Why you think Skiffle also placed much lower than deserved?!

One day you'll get over you "dey doh like we because we from south" insecurity. Who knew you and Bertille St Clair had so much in common?  ;)

Instead a bein grateful that Fonclaire make de finals in de fuss place, yuh dey cowbawlin all over de people msb bout teefin Fonclaire.

If any band get teef was Despers. I eh hear a peep from yuh bout dat. Oh right, dey eh from South right?
Title: Re: Panorama 2013
Post by: Socapro on February 11, 2013, 09:04:10 AM
Please see full Panorama results with tunes, arrangers, points, improvements, etc in my post above!

I can't understand how both Exodus and Despers could have scored less points in the Final than they did in the Semis when they both sounded even better last night than they sounded in the Semis 2 weeks ago.  :-\

Also I can't understand how my south band Fonclaire only made a 3 points imrovement in the eyes of the judges from the Semis after all those nights of practise and improvements to our Semi-Final arrangement during the last 2 weeks!
Maybe the judges were tired and sleepy after a long night because Fonclaire played last for the night?!  :-\

Fonclaire had the massive handicap of playing right after Phase II.  No amount of practice the weeks before could overcome that.

The best South band BY FAR was Skiffle who should have had a top 3 finish.  Respeck and congrats to Skiffle and Ray Holman. A real gem that will go down in panorama history as one of the classics.
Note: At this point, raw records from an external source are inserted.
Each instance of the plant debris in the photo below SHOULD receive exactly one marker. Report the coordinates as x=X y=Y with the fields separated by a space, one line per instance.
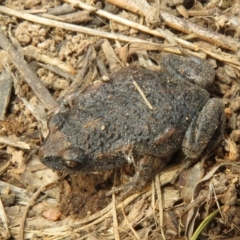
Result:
x=49 y=50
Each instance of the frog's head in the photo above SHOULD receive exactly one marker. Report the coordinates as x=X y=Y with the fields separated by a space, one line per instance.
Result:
x=58 y=152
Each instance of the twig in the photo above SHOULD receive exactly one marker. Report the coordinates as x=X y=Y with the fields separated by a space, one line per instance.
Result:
x=142 y=95
x=111 y=56
x=14 y=142
x=4 y=221
x=6 y=87
x=29 y=75
x=160 y=204
x=158 y=33
x=115 y=220
x=180 y=24
x=67 y=26
x=36 y=53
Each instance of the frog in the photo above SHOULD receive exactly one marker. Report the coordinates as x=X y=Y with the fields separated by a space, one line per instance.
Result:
x=139 y=116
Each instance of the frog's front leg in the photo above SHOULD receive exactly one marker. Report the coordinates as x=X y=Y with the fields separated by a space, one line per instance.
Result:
x=205 y=130
x=141 y=178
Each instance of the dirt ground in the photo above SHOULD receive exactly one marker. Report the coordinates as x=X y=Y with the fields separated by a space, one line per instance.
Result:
x=50 y=49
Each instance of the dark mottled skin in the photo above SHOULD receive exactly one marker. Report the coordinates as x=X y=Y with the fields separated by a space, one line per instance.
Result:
x=110 y=124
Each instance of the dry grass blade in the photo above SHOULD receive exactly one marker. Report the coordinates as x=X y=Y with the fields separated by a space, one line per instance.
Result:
x=29 y=75
x=67 y=26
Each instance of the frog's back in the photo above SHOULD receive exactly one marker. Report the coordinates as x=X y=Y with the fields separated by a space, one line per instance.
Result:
x=112 y=115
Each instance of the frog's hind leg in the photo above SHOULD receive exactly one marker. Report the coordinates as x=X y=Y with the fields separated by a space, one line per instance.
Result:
x=205 y=131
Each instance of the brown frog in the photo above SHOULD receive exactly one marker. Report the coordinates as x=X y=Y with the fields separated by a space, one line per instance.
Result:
x=110 y=123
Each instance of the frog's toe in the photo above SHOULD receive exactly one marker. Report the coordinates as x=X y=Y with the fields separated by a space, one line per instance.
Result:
x=205 y=131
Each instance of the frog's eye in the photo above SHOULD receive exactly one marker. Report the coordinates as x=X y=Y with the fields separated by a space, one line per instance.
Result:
x=56 y=122
x=70 y=164
x=74 y=158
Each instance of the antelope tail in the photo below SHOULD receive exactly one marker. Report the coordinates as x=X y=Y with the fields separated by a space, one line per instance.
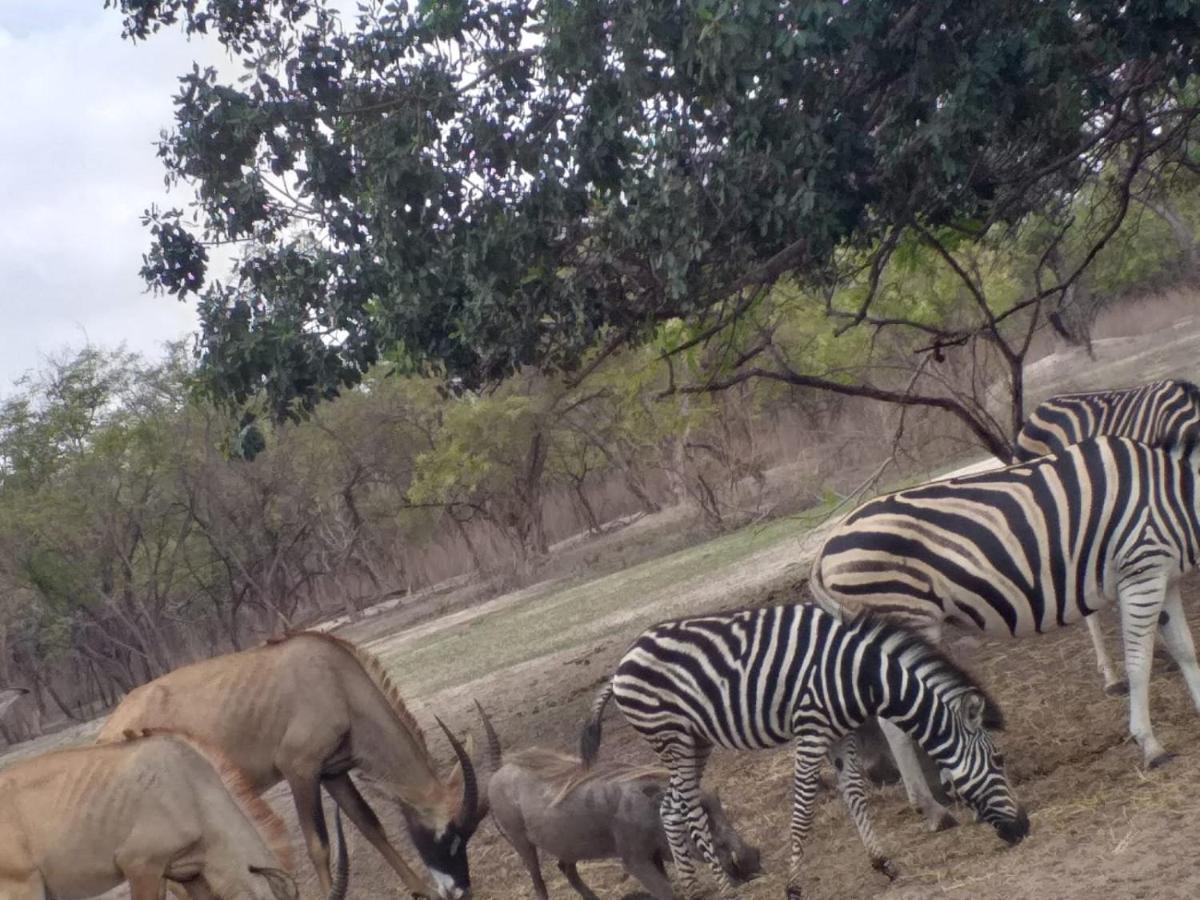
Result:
x=342 y=871
x=589 y=741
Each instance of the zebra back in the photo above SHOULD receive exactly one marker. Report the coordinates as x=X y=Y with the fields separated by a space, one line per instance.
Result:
x=1019 y=550
x=1161 y=413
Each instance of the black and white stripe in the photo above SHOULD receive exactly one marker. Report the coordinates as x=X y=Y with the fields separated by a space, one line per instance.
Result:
x=760 y=678
x=1162 y=413
x=1029 y=549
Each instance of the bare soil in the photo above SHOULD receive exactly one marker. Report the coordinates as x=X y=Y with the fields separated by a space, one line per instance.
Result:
x=1102 y=826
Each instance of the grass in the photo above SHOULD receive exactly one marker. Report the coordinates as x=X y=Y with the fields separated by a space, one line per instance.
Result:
x=558 y=617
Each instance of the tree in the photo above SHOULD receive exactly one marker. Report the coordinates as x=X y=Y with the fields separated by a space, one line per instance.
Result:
x=499 y=184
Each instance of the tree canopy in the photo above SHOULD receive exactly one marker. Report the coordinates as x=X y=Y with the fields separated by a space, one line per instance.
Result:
x=489 y=185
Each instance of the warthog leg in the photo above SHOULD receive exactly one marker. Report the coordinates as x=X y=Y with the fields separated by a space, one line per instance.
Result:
x=575 y=881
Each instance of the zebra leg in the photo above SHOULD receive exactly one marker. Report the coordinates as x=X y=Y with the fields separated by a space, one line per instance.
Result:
x=1140 y=605
x=1114 y=685
x=1177 y=637
x=919 y=795
x=675 y=822
x=844 y=756
x=805 y=779
x=688 y=819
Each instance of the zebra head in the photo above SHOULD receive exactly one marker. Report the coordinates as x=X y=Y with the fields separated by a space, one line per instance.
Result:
x=973 y=769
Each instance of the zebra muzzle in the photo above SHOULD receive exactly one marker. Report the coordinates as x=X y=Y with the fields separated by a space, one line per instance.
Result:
x=1013 y=831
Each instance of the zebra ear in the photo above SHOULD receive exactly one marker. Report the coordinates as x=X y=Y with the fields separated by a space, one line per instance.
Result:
x=973 y=706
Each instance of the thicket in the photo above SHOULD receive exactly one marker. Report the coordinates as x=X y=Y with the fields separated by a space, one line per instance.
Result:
x=142 y=525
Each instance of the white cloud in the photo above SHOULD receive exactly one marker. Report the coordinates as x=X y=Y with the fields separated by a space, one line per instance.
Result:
x=79 y=113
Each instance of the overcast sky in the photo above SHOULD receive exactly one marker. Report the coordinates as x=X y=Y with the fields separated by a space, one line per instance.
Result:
x=79 y=113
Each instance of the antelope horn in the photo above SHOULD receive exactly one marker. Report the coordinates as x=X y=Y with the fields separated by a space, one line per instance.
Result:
x=495 y=757
x=283 y=887
x=466 y=817
x=342 y=869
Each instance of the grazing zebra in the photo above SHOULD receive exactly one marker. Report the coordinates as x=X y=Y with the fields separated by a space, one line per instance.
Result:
x=1027 y=549
x=1159 y=413
x=759 y=678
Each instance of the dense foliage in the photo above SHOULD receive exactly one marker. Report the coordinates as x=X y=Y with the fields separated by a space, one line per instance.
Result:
x=487 y=185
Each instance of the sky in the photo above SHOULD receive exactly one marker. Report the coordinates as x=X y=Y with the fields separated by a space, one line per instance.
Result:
x=81 y=111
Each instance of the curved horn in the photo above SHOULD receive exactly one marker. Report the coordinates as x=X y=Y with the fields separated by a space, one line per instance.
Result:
x=282 y=885
x=466 y=815
x=342 y=869
x=495 y=756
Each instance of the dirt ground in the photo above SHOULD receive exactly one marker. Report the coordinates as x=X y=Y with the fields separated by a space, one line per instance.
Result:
x=1101 y=826
x=1099 y=822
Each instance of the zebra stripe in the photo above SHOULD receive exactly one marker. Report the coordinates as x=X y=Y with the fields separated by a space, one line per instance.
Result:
x=760 y=678
x=1159 y=413
x=1162 y=413
x=1032 y=547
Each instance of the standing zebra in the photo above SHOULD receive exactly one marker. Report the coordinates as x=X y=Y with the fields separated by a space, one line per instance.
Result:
x=759 y=678
x=1159 y=413
x=1027 y=549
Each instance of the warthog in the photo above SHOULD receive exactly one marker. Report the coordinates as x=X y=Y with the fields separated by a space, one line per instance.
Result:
x=546 y=801
x=156 y=811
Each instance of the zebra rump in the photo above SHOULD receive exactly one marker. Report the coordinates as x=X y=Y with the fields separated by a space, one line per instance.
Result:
x=1161 y=413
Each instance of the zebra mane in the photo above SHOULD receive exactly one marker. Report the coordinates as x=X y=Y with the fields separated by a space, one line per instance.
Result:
x=1189 y=441
x=915 y=649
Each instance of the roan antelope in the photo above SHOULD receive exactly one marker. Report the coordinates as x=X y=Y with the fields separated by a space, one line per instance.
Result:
x=307 y=709
x=153 y=810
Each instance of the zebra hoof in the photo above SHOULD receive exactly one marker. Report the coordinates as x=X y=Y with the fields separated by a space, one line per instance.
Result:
x=1159 y=760
x=887 y=867
x=943 y=822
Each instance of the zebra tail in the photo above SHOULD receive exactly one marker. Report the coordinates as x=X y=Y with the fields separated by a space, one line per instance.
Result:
x=589 y=741
x=821 y=595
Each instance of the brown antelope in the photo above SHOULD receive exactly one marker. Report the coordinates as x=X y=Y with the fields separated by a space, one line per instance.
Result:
x=307 y=709
x=155 y=810
x=541 y=799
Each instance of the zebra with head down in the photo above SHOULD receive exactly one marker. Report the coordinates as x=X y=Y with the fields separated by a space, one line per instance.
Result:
x=761 y=678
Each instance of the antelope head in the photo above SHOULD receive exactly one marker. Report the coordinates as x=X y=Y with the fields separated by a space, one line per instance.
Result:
x=441 y=833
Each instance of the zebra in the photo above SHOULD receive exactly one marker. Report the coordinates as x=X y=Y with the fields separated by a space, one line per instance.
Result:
x=1027 y=549
x=1161 y=413
x=757 y=678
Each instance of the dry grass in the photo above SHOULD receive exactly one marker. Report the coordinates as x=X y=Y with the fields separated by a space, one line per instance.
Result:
x=534 y=658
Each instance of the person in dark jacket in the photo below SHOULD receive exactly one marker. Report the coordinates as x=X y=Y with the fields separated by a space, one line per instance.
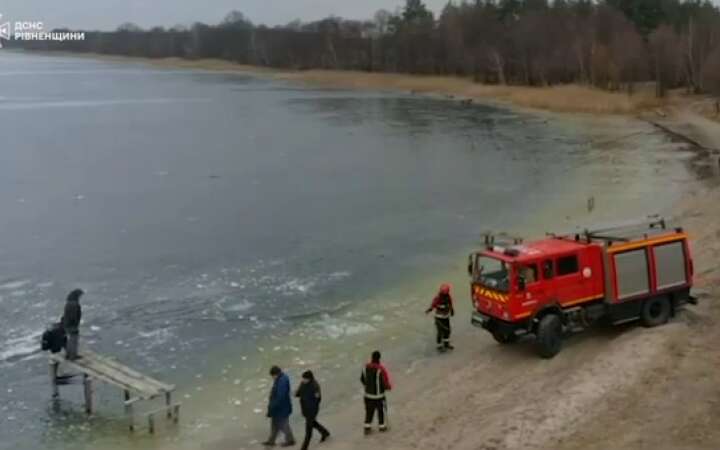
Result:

ALL Southerners should be proud of them.
:bs:
It was only a handicap because the judges were either tired combined with their usual anti-South band bias.
Why you think Skiffle also placed much lower than deserved?!

One day you'll get over you "dey doh like we because we from south" insecurity. Who knew you and Bertille St Clair had so much in common?  ;)

Instead a bein grateful that Fonclaire make de finals in de fuss place, yuh dey cowbawlin all over de people msb bout teefin Fonclaire.

If any band get teef was Despers. I eh hear a peep from yuh bout dat. Oh right, dey eh from South right?
If you read back your previous post you would see that you self said this:
Quote
The best South band BY FAR was Skiffle who should have had a top 3 finish.  Respeck and congrats to Skiffle and Ray Holman. A real gem that will go down in panorama history as one of the classics. ALL Southerners should be proud of them.
Now seeing that they finished 5th and you self said that they should have placed in the top 3, this only means that you are now contradicting yourself!   ::)

And btw is your memory span so short? I was the first one in this thread to indicate that I thought that Despers was cheated when I posted this:
Quote
I can't understand how both Exodus and Despers could have scored less points in the Final than they did in the Semis when they both sounded even better last night than they sounded in the Semis 2 weeks ago.
So its obvious that I am not blindly biased towards South bands and do appreciate good music from any steelband.

What I was saying is that Fonclaire should have scored more points in my opinion based on the improvement they made in their arrangement and performance from the Semis. Same goes for Despers and Exodus and we all know that neither Despers or Exodus are South bands so you clearly lost this argument and need to go back to the drawing board!  :loser:  ;D

Btw I do believe that your band deserved to win so congrats to Phase II.  :applause:
Title: Re: Panorama 2013
Post by: che on February 12, 2013, 10:10:17 AM
Anybody seen Che? Last known whereabouts was on Duke st begging for more love  :devil:



Palos I am right here  ;D, Congrats to Phase II on a well deserved victory. All Stars (the people's champ ) will be back next year to reclaim their crown.